From FY 2002, the last NYC budget before Mike Bloomberg became Mayor, to FY 2014, the last budget of his Mayoralty, New York City’s public school expenditures per student increased by 38.4% in real dollars (adjusted for inflation and for relative private sector wages that year). That is a huge increase in spending on the most expensive public service there is, during a decade when the pay of most private sector workers fell behind inflation. The U.S. average gain in public school spending per student was 3.8%. During the Bloomberg years NYC’s spending on instructional (mostly teachers) compensation per student increased 49.3%, including a 22.4% increase in wages and salaries and 125.0% (more than doubling) on benefits, including pensions. The U.S. average gains were 6.3% for total compensation and 43.9% for benefits, with a 2.4% decrease in instructional wages and salaries per student.

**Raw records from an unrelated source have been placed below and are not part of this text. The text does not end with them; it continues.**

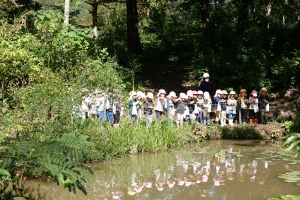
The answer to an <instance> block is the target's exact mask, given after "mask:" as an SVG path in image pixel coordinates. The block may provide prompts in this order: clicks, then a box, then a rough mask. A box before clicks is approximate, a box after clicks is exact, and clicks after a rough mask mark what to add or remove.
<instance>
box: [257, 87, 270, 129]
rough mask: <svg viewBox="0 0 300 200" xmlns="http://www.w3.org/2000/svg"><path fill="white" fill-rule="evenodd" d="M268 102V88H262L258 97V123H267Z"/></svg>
mask: <svg viewBox="0 0 300 200" xmlns="http://www.w3.org/2000/svg"><path fill="white" fill-rule="evenodd" d="M269 103H270V98H269V96H268V90H267V88H262V89H261V90H260V96H259V97H258V106H259V113H260V123H262V124H266V123H267V116H266V112H269Z"/></svg>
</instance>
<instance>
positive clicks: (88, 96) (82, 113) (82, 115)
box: [80, 88, 91, 119]
mask: <svg viewBox="0 0 300 200" xmlns="http://www.w3.org/2000/svg"><path fill="white" fill-rule="evenodd" d="M90 102H91V98H90V95H89V91H88V90H87V89H86V88H83V89H82V101H81V107H80V110H81V118H82V119H86V118H88V112H89V110H90V107H89V103H90Z"/></svg>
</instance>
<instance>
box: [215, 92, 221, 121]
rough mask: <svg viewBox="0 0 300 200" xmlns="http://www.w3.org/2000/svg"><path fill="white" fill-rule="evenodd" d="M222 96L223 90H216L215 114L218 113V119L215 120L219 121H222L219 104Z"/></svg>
mask: <svg viewBox="0 0 300 200" xmlns="http://www.w3.org/2000/svg"><path fill="white" fill-rule="evenodd" d="M221 97H222V90H220V89H218V90H217V91H216V94H215V96H214V99H215V114H216V119H215V121H216V122H217V123H218V122H219V121H220V117H221V116H220V114H221V113H220V111H219V110H218V105H219V102H220V101H221Z"/></svg>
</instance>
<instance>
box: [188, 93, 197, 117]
mask: <svg viewBox="0 0 300 200" xmlns="http://www.w3.org/2000/svg"><path fill="white" fill-rule="evenodd" d="M187 97H188V99H187V100H186V103H187V107H188V109H189V118H188V120H189V121H190V122H191V121H192V120H195V119H196V116H195V115H194V110H195V103H196V102H197V99H196V98H194V94H193V91H188V92H187Z"/></svg>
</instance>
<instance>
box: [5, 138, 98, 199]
mask: <svg viewBox="0 0 300 200" xmlns="http://www.w3.org/2000/svg"><path fill="white" fill-rule="evenodd" d="M86 139H87V137H86V136H79V137H76V136H75V135H73V134H66V135H63V136H62V137H61V138H57V139H54V140H50V141H44V142H20V141H18V140H16V139H11V140H7V141H6V143H4V145H5V148H4V149H2V156H3V157H5V158H6V159H5V160H4V162H3V164H2V168H4V169H6V170H8V171H9V173H10V174H14V175H16V177H18V187H21V186H22V185H23V184H24V182H25V180H26V179H25V176H43V175H50V176H51V177H53V179H54V181H55V182H56V183H57V184H58V185H63V186H64V187H67V188H68V189H69V191H72V192H74V193H76V190H77V189H79V190H80V191H82V192H83V193H84V194H86V190H85V187H84V184H85V183H87V182H88V180H87V175H88V174H91V173H92V171H91V170H90V169H89V168H88V167H86V166H81V167H79V165H80V164H81V163H82V162H83V161H84V160H86V159H87V156H88V150H89V148H90V147H91V143H89V142H87V141H86Z"/></svg>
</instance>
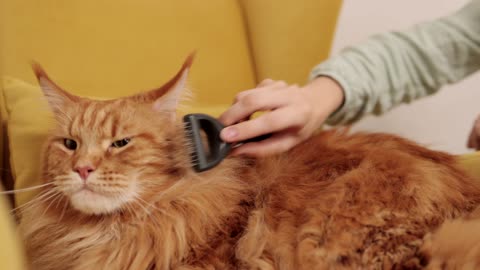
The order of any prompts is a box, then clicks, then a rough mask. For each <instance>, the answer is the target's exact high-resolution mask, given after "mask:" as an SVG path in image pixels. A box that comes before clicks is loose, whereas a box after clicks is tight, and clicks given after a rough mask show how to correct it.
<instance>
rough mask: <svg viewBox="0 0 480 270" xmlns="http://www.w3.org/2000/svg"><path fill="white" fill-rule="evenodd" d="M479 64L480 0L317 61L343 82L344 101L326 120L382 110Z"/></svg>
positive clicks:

And yet at the end of this period, during the 2013 campaign for Mayor, every candidate but one said either that the schools were no better, or perhaps worse, than they had been before “Education Mayor” Bloomberg and the shift to Mayoral control. Most so-called education advocates agreed. The United Federation of Teachers, which funds many of those advocates, demanded even more money for its members, in exchange for less time spent working with students, and lower expectations as to their level of effort. And got it. And yet there is still extensive resentment, by many of those speaking for those working in education in NYC, toward the people and children of the city. A feeling that they are still being treated unfairly and deserve even more. But is that true? And what was actually received in exchange for all that additional money?